My favorite building in Charlotte

My favorite building in Charlotte isn't in the skyline photos. It's the Rosewood condominium complex at Providence and Sharon Amity. I like it because it reminds me of classic French chateaux, rather than trying to express the conceit of making the world anew. But the big reason I like it is I know the architect. Curtis and Liz started coming to our Sunday school class some months ago. When they hosted a gathering at their house, I was fascinated by Curtis’ drafting desk in the living room. He had some photos of Rosewood, and told us where to find it.

Some months later, I was driving up Providence and stopped to take a quick look around and take a few pictures (hoping I didn’t look like a burglary suspect casing the joint). It amazes me thinking of this lovely eight story building coming out of the imagination and planning of my buddy Curtis.

I’m reminded of Jesus’ words in John 14:2. “I am going there to prepare a place for you”. The time will come when we’ll see some very special architecture, in a house that will be ours, and we’ll all know the architect. His genius in design we can already appreciate (galaxies, planets, landscapes, many other things).

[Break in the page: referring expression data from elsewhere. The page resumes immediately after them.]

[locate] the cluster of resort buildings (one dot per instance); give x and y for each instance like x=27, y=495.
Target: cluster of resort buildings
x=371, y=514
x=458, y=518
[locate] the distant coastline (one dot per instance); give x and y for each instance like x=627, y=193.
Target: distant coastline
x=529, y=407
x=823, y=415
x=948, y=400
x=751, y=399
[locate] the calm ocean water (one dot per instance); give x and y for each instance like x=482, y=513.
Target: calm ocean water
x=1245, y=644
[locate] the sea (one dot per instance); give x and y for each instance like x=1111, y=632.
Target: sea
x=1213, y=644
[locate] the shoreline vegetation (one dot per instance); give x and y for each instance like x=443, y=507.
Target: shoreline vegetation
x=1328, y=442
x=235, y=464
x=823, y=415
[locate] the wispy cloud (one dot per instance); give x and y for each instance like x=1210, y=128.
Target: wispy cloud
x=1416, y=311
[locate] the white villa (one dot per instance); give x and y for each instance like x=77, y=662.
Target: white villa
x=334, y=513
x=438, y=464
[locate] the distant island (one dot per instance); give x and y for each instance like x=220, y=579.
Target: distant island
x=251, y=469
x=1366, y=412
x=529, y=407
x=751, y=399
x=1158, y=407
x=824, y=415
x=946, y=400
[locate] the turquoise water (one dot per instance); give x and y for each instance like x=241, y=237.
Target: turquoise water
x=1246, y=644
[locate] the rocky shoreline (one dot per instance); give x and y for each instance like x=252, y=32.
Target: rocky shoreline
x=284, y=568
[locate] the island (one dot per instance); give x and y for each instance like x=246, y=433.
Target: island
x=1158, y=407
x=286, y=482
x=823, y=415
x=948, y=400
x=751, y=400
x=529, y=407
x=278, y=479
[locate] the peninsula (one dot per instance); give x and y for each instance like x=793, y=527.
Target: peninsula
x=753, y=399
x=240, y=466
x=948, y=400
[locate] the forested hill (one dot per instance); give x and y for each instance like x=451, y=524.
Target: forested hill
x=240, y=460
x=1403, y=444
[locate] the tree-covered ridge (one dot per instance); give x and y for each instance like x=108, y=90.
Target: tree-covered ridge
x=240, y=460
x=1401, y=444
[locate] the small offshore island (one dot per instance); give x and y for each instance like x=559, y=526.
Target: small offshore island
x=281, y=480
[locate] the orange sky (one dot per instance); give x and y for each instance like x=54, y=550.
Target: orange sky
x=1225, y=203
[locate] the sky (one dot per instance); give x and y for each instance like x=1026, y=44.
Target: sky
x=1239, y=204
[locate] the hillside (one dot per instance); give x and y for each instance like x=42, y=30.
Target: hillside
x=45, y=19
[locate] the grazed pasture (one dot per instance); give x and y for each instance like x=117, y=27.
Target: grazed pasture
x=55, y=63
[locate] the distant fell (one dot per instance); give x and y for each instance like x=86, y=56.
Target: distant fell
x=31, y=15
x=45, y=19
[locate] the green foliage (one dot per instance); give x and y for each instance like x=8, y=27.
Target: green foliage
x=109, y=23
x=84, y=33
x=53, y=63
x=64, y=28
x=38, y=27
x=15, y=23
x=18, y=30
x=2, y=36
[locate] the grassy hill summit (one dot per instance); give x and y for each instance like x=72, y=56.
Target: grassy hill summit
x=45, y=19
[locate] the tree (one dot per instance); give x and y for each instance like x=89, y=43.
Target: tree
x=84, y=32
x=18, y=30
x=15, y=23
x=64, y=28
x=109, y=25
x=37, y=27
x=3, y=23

We’ll have many new reasons to appreciate it that day, I’m sure.

The Rosewood Condominium site

The promise of the New Covenant

This is how the "faith and circumstances" theme started. In 2005 I was pondering Jeremiah's promise of the New Covenant. "This is the covenant I will make with the house of Israel
after that time," declares the LORD.
"I will put my law in their minds
and write it on their hearts.
I will be their God,
and they will be my people.

No longer will a man teach his neighbor,
or a man his brother, saying, 'Know the LORD,'
because they will all know me,
from the least of them to the greatest,"
declares the LORD.
"For I will forgive their wickedness
and will remember their sins no more." Jeremiah 31:33,34

I found this promise hard to believe. If this New Covenant promise really worked, I thought, our churches would be a lot different. Our churches have many people teaching us to know the Lord, teaching us what the Gospel really means if we truly understood it. The promise seems to say that shouldn't be needed.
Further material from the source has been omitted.